Dow, S&P 500 slip as Spain enters recession

News that Spain's economy entered another recession renewed worries about the fragility of Europe's finances on Monday and nudged stocks lower.
The Dow Jones industrial average slipped 35 points to 13,192 shortly after noon Eastern (1600 GMT).
The Spanish government said that country's economy shrank 0.3 percent in the first three months of the year, the second straight quarter of contraction.
Spain is the fourth-largest economy among the 17 countries that use the euro. The worry is that Europe's bailout funds won't be big enough to rescue Spain if it needs help.

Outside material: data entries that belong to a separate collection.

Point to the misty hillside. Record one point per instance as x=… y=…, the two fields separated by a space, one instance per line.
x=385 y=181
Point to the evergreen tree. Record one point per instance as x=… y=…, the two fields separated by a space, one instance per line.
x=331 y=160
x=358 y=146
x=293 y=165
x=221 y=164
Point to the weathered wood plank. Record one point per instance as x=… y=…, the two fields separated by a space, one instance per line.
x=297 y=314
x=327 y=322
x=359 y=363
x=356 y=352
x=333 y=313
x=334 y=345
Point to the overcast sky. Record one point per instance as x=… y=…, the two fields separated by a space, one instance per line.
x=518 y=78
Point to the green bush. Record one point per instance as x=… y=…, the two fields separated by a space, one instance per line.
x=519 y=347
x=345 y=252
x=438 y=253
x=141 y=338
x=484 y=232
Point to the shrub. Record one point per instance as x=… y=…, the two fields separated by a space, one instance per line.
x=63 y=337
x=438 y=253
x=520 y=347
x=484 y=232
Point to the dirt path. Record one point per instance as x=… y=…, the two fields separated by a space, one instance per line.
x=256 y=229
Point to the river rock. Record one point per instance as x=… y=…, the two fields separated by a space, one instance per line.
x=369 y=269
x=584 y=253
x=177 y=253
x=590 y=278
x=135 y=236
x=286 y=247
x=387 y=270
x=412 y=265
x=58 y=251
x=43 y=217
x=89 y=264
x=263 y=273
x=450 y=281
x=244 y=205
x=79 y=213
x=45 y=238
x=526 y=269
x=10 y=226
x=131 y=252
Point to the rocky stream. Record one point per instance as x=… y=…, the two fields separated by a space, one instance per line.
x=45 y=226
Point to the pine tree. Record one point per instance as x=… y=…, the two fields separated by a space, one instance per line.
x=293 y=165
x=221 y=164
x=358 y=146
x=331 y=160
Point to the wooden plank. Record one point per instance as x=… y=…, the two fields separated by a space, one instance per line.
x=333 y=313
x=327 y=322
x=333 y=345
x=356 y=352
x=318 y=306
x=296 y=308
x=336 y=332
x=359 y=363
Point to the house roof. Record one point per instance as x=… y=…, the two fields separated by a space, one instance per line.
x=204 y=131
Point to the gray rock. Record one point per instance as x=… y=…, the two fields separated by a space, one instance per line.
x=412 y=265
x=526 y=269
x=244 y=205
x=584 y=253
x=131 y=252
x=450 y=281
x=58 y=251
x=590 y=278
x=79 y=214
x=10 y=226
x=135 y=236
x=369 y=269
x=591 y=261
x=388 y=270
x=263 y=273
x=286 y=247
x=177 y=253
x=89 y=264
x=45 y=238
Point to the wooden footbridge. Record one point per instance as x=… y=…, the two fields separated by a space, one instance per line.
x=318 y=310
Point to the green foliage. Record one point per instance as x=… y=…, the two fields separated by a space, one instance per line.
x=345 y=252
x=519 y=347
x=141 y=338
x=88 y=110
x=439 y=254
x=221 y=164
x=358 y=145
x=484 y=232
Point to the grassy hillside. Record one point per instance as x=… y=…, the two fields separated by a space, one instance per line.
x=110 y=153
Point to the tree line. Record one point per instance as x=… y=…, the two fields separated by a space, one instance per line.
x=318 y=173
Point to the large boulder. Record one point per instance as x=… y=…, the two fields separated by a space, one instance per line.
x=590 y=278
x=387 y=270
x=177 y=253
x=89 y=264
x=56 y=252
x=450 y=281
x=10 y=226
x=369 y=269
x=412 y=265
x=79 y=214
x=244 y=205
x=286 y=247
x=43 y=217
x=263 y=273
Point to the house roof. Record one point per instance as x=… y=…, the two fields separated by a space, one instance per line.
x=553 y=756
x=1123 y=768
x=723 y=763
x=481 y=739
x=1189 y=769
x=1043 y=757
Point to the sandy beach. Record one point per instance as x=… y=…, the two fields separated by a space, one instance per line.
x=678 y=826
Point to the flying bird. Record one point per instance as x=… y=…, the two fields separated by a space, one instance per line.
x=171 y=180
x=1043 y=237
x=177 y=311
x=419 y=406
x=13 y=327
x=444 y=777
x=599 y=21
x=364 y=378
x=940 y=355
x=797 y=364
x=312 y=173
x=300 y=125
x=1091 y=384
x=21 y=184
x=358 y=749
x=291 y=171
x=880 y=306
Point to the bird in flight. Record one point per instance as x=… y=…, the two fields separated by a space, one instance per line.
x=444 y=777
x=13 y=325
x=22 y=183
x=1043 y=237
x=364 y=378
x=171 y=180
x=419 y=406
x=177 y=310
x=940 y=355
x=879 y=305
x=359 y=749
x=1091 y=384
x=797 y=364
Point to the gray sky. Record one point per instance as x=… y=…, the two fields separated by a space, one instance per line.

A sharp drop in an index of Midwestern manufacturing and a slowdown in U.S. consumer spending last month added to worries that the U.S. economy is slowing down. Weaker earnings reports from health insurer Humana and the owner of the New York Stock Exchange, NYSE Euronext, also weighed on stock indexes.
The Standard & Poor's 500 index fell seven points to 1,396 and the Nasdaq composite fell 18 points to 3,051.
The losses were broad. Nine of the ten industry groups in the S&P 500 fell, led by materials. Only telecoms rose. The dollar and U.S. Treasury prices edged up slightly as investors parked money in low-risk assets.
European markets were mainly lower over growing concerns about Spain. Stocks were off 1.9 percent in Spain, 1.6 percent in France and 1.3 percent in Italy.
Ratings agency Standard & Poor's downgraded Spain's government debt to just three notches above junk Friday. On Monday S&P lowered its rating for 11 Spanish banks, which are loaded with bad debt from a collapsed housing market.
The stock market is coming off its best week in a month. The S&P 500 rise 1.5 percent last week and is still up 11 percent this year. If the S&P finishes lower Monday it will be the first loss after four days of gains.
Stocks to watch include Barnes & Noble, which is teaming up with Microsoft to create a unit to house the digital and college businesses of the bookseller and include a Nook application for Windows 8. The companies said they may separate those businesses entirely. That could mean a stock offering, sale, or some other kind of deal.
Barnes & Noble jumped 69 percent to $23.10. Microsoft was flat.
Health insurer Humana fell 8 percent to $80.73 after reporting a 21 percent drop in first-quarter profit as the company paid out more in claims, falling short of Wall Street expectations.
NYSE Euronext, owner of the New York Stock Exchange, fell 5 percent to $25.57 after reporting that its income plunged 44 percent in the first three months of the year. Trading business was weak and the company had to abandon a merger deal with the European exchange operator Deutsche Boerse.
Sunoco jumped 19 percent to $48.80, the most of any stock in the S&P 500, on news that the fuel-refining company agreed to be bought by Energy Transfer Partners, a natural gas pipeline partnership, for $5.3 billion.